Regardons maintenant le deuxième cas où il n’existe pas de référentiel obligatoire. Deux solutions se présentent : soit choisir et utiliser un référentiel de l’état de l’art, soit utiliser et construire une trame interne personnalisée. Comme nous venons de voir, regardez maintenant comment choisir un référentiel de l’état

de l’art. Il faut veiller à quelques critères de choix. D’abord, le référentiel doit contenir des mesures suffisamment directes et opérationnelles. Ces mesures doivent être suffisamment détaillées et moins sujettes à interprétation. À ce titre, je conseille d’éviter autant que possible l’annexe à l’ISO 27001 ou le NIST CSF, pourquoi ? Parce que ces deux référentiels contiennent des mesures assez génériques et qui nécessitent beaucoup d’interprétations, ce qui peut rendre l’exercice assez complexe.

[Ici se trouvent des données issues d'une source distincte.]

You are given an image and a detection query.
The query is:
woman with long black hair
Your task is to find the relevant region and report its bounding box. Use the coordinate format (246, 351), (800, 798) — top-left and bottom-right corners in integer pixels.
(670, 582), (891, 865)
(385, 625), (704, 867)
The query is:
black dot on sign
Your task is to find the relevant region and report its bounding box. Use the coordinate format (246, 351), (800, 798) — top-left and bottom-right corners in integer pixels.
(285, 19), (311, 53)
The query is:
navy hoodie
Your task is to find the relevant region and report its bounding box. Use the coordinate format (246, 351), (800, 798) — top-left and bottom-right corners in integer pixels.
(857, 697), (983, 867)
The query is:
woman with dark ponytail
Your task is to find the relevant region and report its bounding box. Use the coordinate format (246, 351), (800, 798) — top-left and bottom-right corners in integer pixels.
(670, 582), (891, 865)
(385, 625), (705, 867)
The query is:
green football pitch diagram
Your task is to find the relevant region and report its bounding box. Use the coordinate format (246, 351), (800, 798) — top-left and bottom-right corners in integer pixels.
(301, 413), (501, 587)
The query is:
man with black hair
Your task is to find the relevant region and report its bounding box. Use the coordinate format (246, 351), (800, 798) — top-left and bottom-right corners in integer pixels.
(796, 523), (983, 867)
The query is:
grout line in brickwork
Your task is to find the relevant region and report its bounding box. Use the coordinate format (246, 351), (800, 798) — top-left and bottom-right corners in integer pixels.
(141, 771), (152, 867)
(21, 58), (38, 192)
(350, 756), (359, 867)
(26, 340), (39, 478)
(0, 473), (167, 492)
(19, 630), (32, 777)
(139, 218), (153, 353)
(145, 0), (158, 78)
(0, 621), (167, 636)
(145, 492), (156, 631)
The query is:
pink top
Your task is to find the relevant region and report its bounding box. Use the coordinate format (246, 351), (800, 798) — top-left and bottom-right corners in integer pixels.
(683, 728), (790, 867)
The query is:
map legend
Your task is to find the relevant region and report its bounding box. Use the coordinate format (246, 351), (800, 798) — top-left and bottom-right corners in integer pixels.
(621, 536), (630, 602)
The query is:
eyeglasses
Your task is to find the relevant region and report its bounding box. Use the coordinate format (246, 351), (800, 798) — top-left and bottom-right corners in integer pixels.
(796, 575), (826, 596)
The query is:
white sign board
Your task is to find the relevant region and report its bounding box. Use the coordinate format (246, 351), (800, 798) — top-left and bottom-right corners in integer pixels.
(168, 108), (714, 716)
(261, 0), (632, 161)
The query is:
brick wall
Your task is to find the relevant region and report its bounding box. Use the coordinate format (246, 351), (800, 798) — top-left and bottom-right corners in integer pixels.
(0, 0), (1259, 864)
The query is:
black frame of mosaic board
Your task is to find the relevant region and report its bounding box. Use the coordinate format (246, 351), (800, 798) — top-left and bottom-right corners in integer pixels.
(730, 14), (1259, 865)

Un autre critère important est de choisir un référentiel adapté à la typologie du système d’information. Par exemple, si j’ai un SI industriel, je devrais me tourner vers un référentiel adapté à ce contexte. De même, si j’ai un SI impliquant des données sensibles, ou un SI industriel d’administration, je devrais également veiller à utiliser un référentiel approprié.

Enfin, il est important de choisir un référentiel de taille raisonnable pour des raisons pratiques, afin d’éviter de passer trop de temps sur cette étape. Il faut éviter d’utiliser un référentiel qui serait trop volumineux pour être géré efficacement.

Voilà quelques exemples de référentiels que je trouve adaptés pour un socle de sécurité : le guide d’hygiène de l’informatique de l’ANSSI, le CIS de l’ANSSI, ou pour les SI industriels, le référentiel de l’ANSSI « Cybersécurité des systèmes industriels ».

Maintenant que j’ai choisi mon référentiel qui servira de base pour mon socle de sécurité, une question se pose : suis-je dans l’obligation de retenir l’intégralité des mesures de ce référentiel dans mon socle de sécurité ? La réponse est non. Comme nous l’avons vu, nous sommes dans le cas où il n’existe pas de référentiel obligatoire. Le référentiel de l’état de l’art que nous avons choisi sert plutôt de fil conducteur au catalogue, dans lequel nous viendrons puiser des mesures à décliner pour notre système d’information. Il ne devient donc pas obligatoire.

Maintenant, selon quels critères allons-nous retenir ou ne pas retenir des mesures de ce référentiel ? La réponse est que nous allons retenir les mesures évidentes, celles qui ne font pas débat, en lien avec l’objectif de la définition du socle de sécurité. Il sera constitué de mesures dont la nécessité est évidente et qui ne nécessite pas d’être justifiée par des risques.

Troisième point : il ne faut pas être borné par le référentiel que nous avons choisi. Nous pouvons aller plus loin et ajouter au socle des mesures qui ne sont pas dans ce référentiel, du moment que nous jugeons qu’elles sont évidentes pour le contexte du projet en question.

Voilà, c’est tout pour cet épisode. J’espère qu’il vous a été utile. Je vous donne rendez-vous au prochain épisode. À bientôt.